The Irish government issued a statement saying “both Ireland and the EU will be holding the U.K. to the Phase 1 agreement” struck on Friday.
The Irish view matters because the final obstacle cleared by May before sealing last week’s deal was finding wording about the Irish border that kept happy both Ireland and Northern Ireland’s Democratic Unionist Party, which props up her minority government.
May reiterated the words “nothing is agreed until everything is agreed” in an emailed statement on Monday. Nevertheless, she said Friday’s agreement has injected “a new sense of optimism” into the process.
“This is not about a hard or a soft Brexit,” she said. “This was never going to be an easy process. It has required give and take for the U.K. and the EU to move forwards together.”
May on Monday will hold a cabinet meeting before later addressing the House of Commons to spell out the deal. Rumblings of dissent emerged over the weekend, with the Sunday Times reporting that May faces pressure from Gove and Johnson to pursue a “hard” Brexit. They’ll demand a transition deal and a trade agreement that allows the U.K. to write its own laws without seeking EU approval, the paper said.
“We should show the maximum flexibility in this negotiating phase so we can then exercise the maximum freedom as a nation at the end,” Gove wrote in the Telegraph on Saturday. After a two-year transition period, he said, the U.K. should have “full freedom to diverge from EU law on the single market and customs union.”
On Tuesday and Wednesday, lawmakers will debate the EU Withdrawal Bill, May’s key piece of Brexit legislation. She’ll face attempts by her own backbenchers to amend the bill to call for Parliament to approve Britain’s final withdrawal terms before Brexit can happen. Ten Tories have put their names to the amendment -- in theory, enough to cancel out her majority.

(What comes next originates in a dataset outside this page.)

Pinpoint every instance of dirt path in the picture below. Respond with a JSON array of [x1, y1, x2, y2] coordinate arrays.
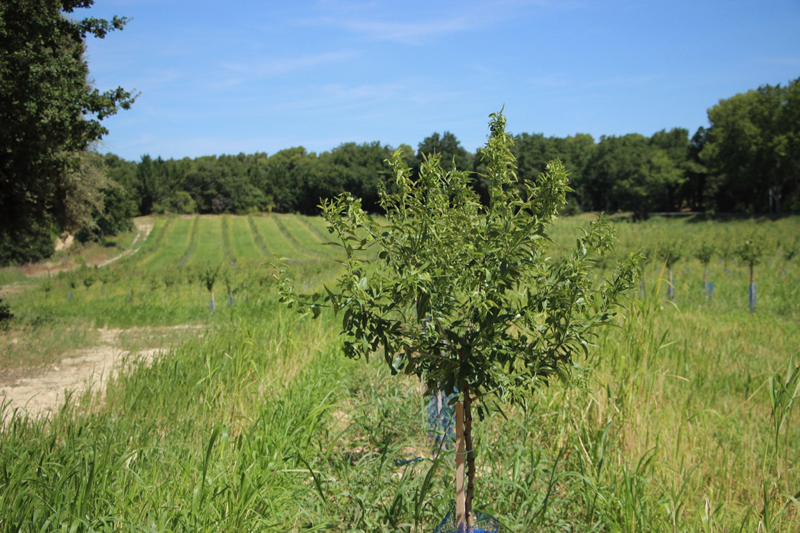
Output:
[[21, 218, 153, 279], [1, 325, 202, 421], [97, 219, 154, 268], [0, 219, 154, 301]]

With Friday’s deal, May secured the recommendation of the European Commission that the Brexit talks will progress to the trade discussions she sorely wants. Later this week, the European Council will decide whether to accept that recommendation.

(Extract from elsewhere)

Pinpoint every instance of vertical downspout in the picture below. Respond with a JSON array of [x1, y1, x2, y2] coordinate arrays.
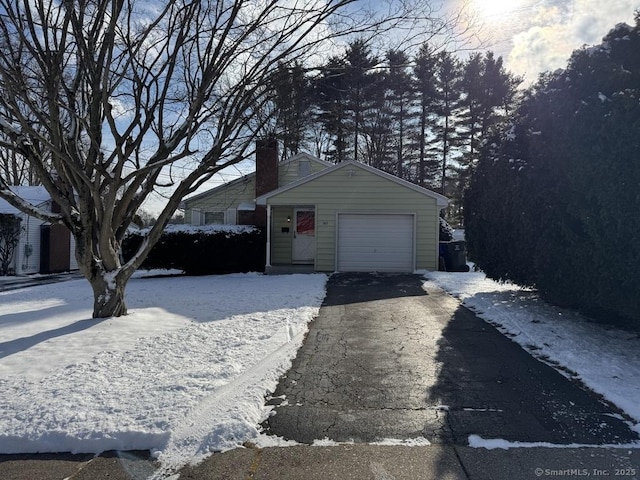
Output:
[[265, 204, 272, 268], [23, 214, 30, 273]]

On Sunday, Davis spelled out the sort of trade deal he’s after, describing it as “Canada plus plus plus,” a reference to the EU’s existing deal with the North American nation.
“What we want is a bespoke outcome,” Davis said. “We’ll probably start with the best of Canada, the best of Japan and the best of South Korea and then add to that the bits that are missing, which is services.” He added that the chances of the U.K. leaving the EU without a deal, defaulting to World Trade Organization rules, have “dropped dramatically.’’

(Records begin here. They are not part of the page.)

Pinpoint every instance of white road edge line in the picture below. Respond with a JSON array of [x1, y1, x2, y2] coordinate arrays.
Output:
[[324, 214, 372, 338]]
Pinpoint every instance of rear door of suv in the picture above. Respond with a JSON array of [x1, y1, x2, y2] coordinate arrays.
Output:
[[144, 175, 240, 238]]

Failure to strike a deal would render Britain’s financial commitment to pay as much as 39 billion pounds ($52 billion) null and void, Davis said. “No deal means that we won’t be paying the money.”
The Brexit secretary’s bullishness belies noises coming from his EU counterparts. It’s taken eight months of at times bitter haggling to make sufficient progress on supposedly the easiest part of the talks -- resolving Britain’s exit payment, its future border with Ireland and the rights of EU and U.K. citizens. Moreover, the EU made clear on Friday that it’s offering the U.K. a Canada-style deal that is well short of what Britain currently enjoys.
“We all know that breaking up is hard, but breaking up and building a new relation is much harder,” European Council President Donald Tusk said on Friday.
The opposition U.K. Labour Party, which is leading May’s Conservatives in the polls, also fleshed out its Brexit vision on Sunday. Labor Brexit spokesman Keir Starmer told the BBC he’d like a Norway-style deal in which Britain would participate in “variants” of the single market and customs union. That would include “easy” movement of people, he said.
“We want a partnership that retains the benefits of the single market and the customs union,” Starmer told the BBC on Sunday. “You would have to sign a new agreement. You can’t stay in exactly the same agreement you’re in.”